Savage Content, the online platform that offers innovative opportunities to hear and experience music and entertainment, has announced its second annual “How I Fell in Love with Jazz” video contest.
The online contest, open to the public, offers cash awards to 27 finalists: a $5,000 grand prize and a $2,500 second prize – both double last year’s grants -- and 25 “crowd favorites” awards of $100 each – for the best video diary of one to three minutes in length, explaining how jazz fans and players developed their love for America’s indigenous musical art form. Entries are open through Nov. 30, and public voting will take place through Dec. 31 at www.savagecontent.com.
Savage Content was launched last year by entrepreneur Kent Savage to foster a deeper understanding of and involvement in jazz and other arts and entertainment. Concurrent with the site’s founding, the Kent and Martha Savage Family Foundation made generous donations to the Jazz Foundation of America’s COVID-19 Musicians Emergency Fund, the non-profit organization mounted last year to serve musicians in need after the pandemic lockdown shook the touring and recording industries.
Kent Savage: “When we launched How I Fell in Love with Jazz last year, I was so inspired by the creativity and passion that emanated from the videos submitted to us. While we continue to face many challenges, I hope great music continues to lift up everyone's spirit and look forward to seeing the 2021 submissions.”
As it did last year, Savage Content has secured a distinguished group of jazz professionals to judge the “How I Fell in Love with Jazz” submissions after the contest closes at the end of December. The 2021 judges are:
• Wayne Shorter, saxophonist, composer, and bandleader. Active since the late 1950s as principal composer for Art Blakey’s Jazz Messengers, a member of Miles Davis’ celebrated ‘60s quintet, and as a solo leader on Blue Note Records, Shorter co-founded the bestselling fusion band Weather Report with Joe Zawinul in 1971. He is the winner of 12 Grammy Awards as a player and writer, including a 2015 Lifetime Achievement Award in 2015. Since 2000, the Wayne Shorter Quartet has performed his symphonic works with such orchestras as the Los Angeles Philharmonic, the Detroit Symphony Orchestra, and the Chicago Symphony Orchestra.
• Steve Jordan, drummer, composer, producer, and multi-instrumentalist. Jordan has recorded with Bruce Springsteen, Bob Dylan, Stevie Wonder, Neil Young, Beyoncé, John Mayer, Buddy Guy, Alicia Keys, Herbie Hancock, and Chick Corea, to name only a few. He is currently on tour with the Rolling Stones, in the drum chair previously occupied by the late Charlie Watts. He has produced and played on three albums by Keith Richards and the X-Pensive Winos, and has also helmed recordings by Mayer, Guy, Beyoncé, Booker T. & the MG’s, and Bettye Lavette, among others. He co-founded and records with the Verbs for Jay-Vee Records, a musical partnership with his wife Meegan Voss. He captured an Emmy Award for his musical direction of Movies Rock.

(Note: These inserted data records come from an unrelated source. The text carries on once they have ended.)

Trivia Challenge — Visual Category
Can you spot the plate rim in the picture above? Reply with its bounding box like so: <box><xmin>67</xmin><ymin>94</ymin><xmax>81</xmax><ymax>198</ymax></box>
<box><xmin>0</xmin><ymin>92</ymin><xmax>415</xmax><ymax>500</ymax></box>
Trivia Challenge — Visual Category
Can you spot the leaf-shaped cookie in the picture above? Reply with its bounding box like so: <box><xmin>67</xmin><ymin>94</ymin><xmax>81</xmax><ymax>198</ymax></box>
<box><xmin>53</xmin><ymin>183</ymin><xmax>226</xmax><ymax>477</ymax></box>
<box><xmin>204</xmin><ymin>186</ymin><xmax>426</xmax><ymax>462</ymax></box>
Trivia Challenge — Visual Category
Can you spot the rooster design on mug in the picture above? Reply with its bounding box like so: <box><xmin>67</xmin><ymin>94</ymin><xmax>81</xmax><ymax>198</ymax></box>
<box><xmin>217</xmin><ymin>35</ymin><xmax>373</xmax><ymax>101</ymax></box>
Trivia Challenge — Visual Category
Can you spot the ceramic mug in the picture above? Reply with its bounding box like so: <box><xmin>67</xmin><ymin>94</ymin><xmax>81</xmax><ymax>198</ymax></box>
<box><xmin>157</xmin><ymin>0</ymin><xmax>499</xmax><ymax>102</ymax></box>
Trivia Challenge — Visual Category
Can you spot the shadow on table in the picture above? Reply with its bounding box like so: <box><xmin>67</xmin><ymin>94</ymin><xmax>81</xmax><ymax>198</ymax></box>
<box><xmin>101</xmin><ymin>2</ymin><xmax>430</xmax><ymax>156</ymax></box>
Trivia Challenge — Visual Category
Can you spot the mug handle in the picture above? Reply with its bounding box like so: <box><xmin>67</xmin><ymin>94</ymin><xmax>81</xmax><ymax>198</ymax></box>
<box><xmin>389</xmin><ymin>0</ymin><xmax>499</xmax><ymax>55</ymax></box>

• Pedro Pablo “Pedrito” Martinez, drummer, percussionist, singer, bandleader, and composer. Born in Havana, Cuba, where he began his musical career at the age of 11, conguero Martinez is a leading light of Afro-Cuban jazz. He emigrated to New York in 1998, and has recorded or performed with such stars as Wynton Marsalis, Paul Simon, Paquito D’Rivera, Chucho Valdez, Bruce Springsteen, Elton John, Camila Cabello, and Sting. After co-founding the celebrated band Yerba Buena, he formed his Pedrito Martinez Group in 2008. He has received four Grammy nominations for his Latin jazz and classical crossover releases.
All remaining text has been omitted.